Is it true that it is hard to measure dissolve CO2 in water of 0 dkH using Drop Checker? Why? 

Thank you.


----------



## bsmith (Dec 13, 2006)

Are you talking about the water in the tank or the water mixed with ph reagent in the Drop Checker?


----------



## stevenlau (Jul 21, 2009)

Ooops...The water in the tank. Sorry for my bad english  Thank you.


----------



## stevenlau (Jul 21, 2009)

Bumps...


----------



## Diana K (Dec 20, 2007)

Not sure if this answers the question...

In a drop checker you will have a specific amount of carbonates, to make the water read 4 German degrees of hardness. As the air above the tank water (inside the drop checker) has CO2 in a ratio with the tank water, this CO2 will enter the test solution in that ratio and change the pH reagent to give you a reading. Testing the drop checker for pH involves simply KH and CO2. Nothing else to affect the pH. 

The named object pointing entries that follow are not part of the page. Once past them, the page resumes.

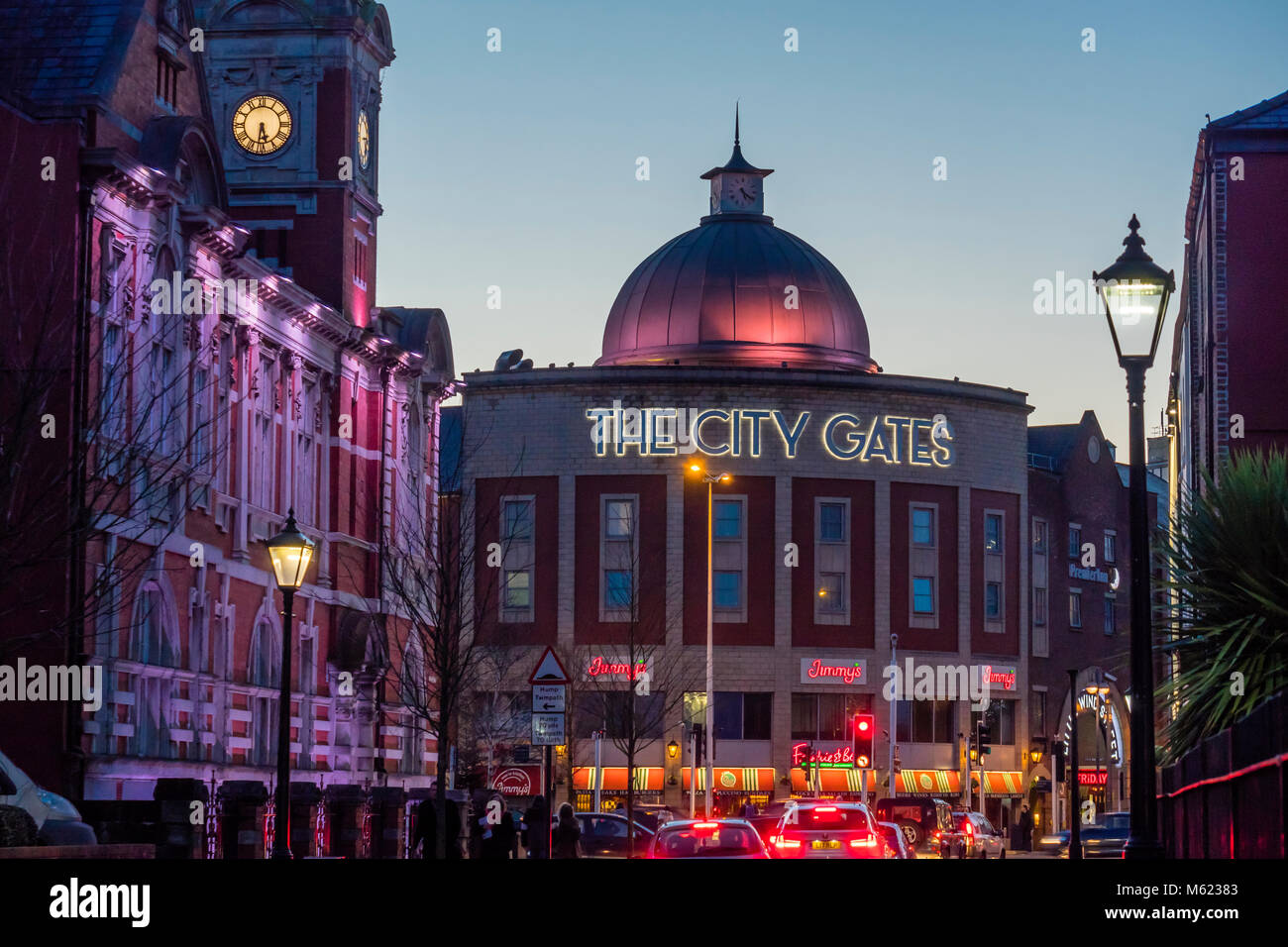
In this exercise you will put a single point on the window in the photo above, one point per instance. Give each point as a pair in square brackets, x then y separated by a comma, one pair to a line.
[992, 599]
[922, 526]
[922, 595]
[992, 534]
[728, 519]
[742, 715]
[831, 591]
[831, 522]
[926, 722]
[728, 589]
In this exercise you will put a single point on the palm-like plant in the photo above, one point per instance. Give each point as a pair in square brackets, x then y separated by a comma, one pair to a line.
[1228, 562]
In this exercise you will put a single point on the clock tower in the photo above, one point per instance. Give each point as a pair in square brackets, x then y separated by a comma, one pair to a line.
[295, 99]
[738, 188]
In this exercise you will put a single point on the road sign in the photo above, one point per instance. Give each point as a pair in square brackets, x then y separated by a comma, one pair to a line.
[549, 671]
[549, 698]
[548, 729]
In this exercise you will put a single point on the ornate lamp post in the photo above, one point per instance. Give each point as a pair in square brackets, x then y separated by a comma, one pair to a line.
[291, 553]
[1134, 291]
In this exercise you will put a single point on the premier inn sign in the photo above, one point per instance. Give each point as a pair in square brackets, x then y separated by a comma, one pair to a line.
[662, 432]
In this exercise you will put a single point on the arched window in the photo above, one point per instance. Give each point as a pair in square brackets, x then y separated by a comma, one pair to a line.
[265, 664]
[154, 631]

Testing tank water for KH and pH includes all the other things in the tank water that can affect the pH, such as phosphates, organic matter, tannic acids and other things. You do not know what or how much of each affects the pH, so you do not know how much the CO2 is affecting the pH unless you do a comparison test. 

1) Test tank water for pH before turning on the CO2. 
Make no changes to anything else, just turn on CO2. 
2) Test the tank water for pH while the CO2 is running, after it has had a chance to circulate and be well mixed with the water. 

The difference is caused by the CO2 (since you were very careful not to make any other changes in the set up) so you can use that drop in the pH to determine how much CO2 is in the water.


----------



## stevenlau (Jul 21, 2009)

My tank water is 6.8 pH, decrease further by ADA AS II to 6.2 before CO2 is on and 5.2 after CO2 is off at night. The Drop Checker is lime green at the last 2 hours before CO2 is off and turn to blue at the morning before CO2 is on.

Just read somewhere that stated having 0 dkH will be impossible to determine the dissolved CO2.

Thank you Diana.


----------



## Diana K (Dec 20, 2007)

I think those colors in the drop checker are correct. Some shade of green indicates about the right level of CO2, and the blue shows very little CO2 in the water.


----------



## stevenlau (Jul 21, 2009)

Glad to know it from you. Thanks


----------



## mikaila31 (Feb 24, 2006)

0 kH means your water has very little buffering ability and the pH will change a lot as you are seeing. You might want to add something to bring that up. Using a calcium fertilizer will do that. For example my hard water, pH 7.6, kH 8, does not like to fluctuate CO2 being on only changes pH by .4-.6 at 30ppm.


----------



## DVS (Nov 20, 2005)

mikaila31 said:


> 0 kH means your water has very little buffering ability and the pH will change a lot as you are seeing. You might want to add something to bring that up. Using a calcium fertilizer will do that. For example my hard water, pH 7.6, kH 8, does not like to fluctuate CO2 being on only changes pH by .4-.6 at 30ppm.


If your pH only changes by .4 to .6, you only have approximately 15 ppm of CO2. The relationship is constant. Calcium chloride and calcium sulfate will have no effect on ph or kH. Calcium carbonate will.


----------



## ashappard (Jun 3, 2006)

over the years, I think many in the hobby have realized that pH fluctuation due to CO2 injection is not harmful to livestock. Too much CO2, that can be harmful. TDS fluctuation, that can be harmful.

if your tank is clean, and the dosing is good - dont fret pH. I dont measure it anymore, going on a few years now.


----------